A Kingfisher at the New Hythe end of the river gave me the most fleeting of glimpses but like the flash of a camera it was gone in an instant but it's brilliant blue back managed to shine through all the grey.

Still plenty of winter Thrushes feeding on the ground in the East Scrub accompanied by good numbers of Chaffinches and a Green Woodpecker, I scanned the flock looking for the orange breast and white belly that would announce a Brambling but today was not the day. I still haven't found one here since I started watching "properly" about three years ago, it will happen sooner or later. On the other side of the divers' footbridge I watched a pair of Gt Spotted Woodpeckers chasing each other and calling furiously as they zipped through the branches and out over my head seemingly oblivious to me. Here at least was a sign that something had sensed Spring in the air and the rising of the sap! A bit further on into the Country Park and I found only my third Little Egret of the year at NH, it rose up gracefully from the stream edge and like the Kingfisher was a welcome relief from the drabness.
A few minutes later I had a call from Terry Laws who had just arrived at Brooklands, I told him about the Egret and he decided to walk up the Millstream path towards me. Just before he arrived the Egret flew over the path and onto the scrape giving him a good view and I believe a NH year tick. We stopped at the Railway lake where Terry spotted a Peregrine flying over towards the river which was a New Hythe year tick for me, cheers Terry and while we sat along the river eating lunch another Kingfisher made a brief appearance flying downstream and another was spotted even further downstream alongside the small wood. It's quite likely all three sightings were the same bird, but never mind, in this case it's good to get the blues!

3 comments:

Warren Baker said...

No sign of spring there then Phil, well not much anyway. Better weather is on its way for the weekend - even if does mean a bit of rain!

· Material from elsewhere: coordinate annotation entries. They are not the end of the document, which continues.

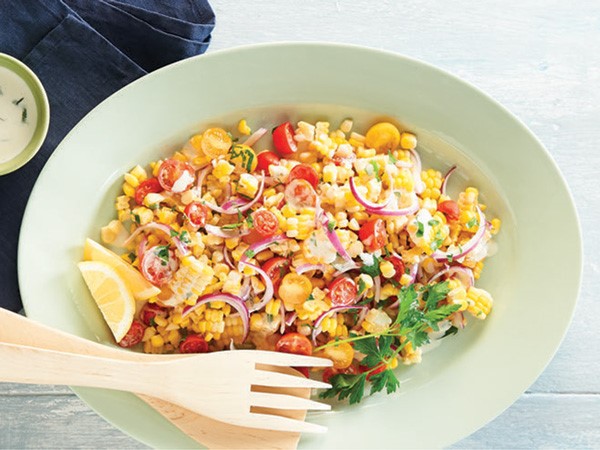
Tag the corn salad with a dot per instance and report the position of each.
(305, 248)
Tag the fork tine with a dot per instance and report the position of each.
(278, 423)
(289, 359)
(282, 401)
(268, 378)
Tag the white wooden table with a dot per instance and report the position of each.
(541, 59)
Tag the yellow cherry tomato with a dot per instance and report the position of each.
(341, 354)
(243, 157)
(215, 142)
(294, 289)
(383, 136)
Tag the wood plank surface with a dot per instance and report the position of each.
(540, 59)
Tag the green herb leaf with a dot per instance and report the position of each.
(472, 223)
(386, 379)
(346, 385)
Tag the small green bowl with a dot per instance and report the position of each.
(43, 117)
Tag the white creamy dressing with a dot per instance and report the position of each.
(18, 115)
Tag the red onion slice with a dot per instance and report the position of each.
(201, 176)
(242, 208)
(376, 289)
(290, 318)
(269, 289)
(469, 246)
(254, 137)
(464, 274)
(317, 325)
(303, 268)
(282, 314)
(446, 177)
(368, 204)
(233, 300)
(334, 239)
(416, 171)
(234, 203)
(172, 234)
(346, 267)
(411, 209)
(226, 234)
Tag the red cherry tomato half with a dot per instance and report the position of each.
(300, 194)
(294, 343)
(265, 159)
(283, 139)
(196, 213)
(343, 291)
(150, 311)
(159, 264)
(265, 222)
(373, 234)
(134, 335)
(151, 185)
(304, 172)
(450, 209)
(194, 343)
(276, 268)
(175, 176)
(399, 266)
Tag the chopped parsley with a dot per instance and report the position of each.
(393, 159)
(410, 326)
(162, 251)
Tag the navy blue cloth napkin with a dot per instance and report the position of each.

Well done on your 70th patch species for the year, you should have saved that one for the 100th. ;-)

Anonymous said...

i saw a brambling near the track to the river right of sunken marsh on 2nd march

Ken Browne. said...

Hi Phil. You seem to have had a reasonable day. It might have been quiet, but there was enough to take your mind off of the cold now and again, plus you had Terry and his Peregrine, which is a bird that is always good to see, especially when it is a year patch tick.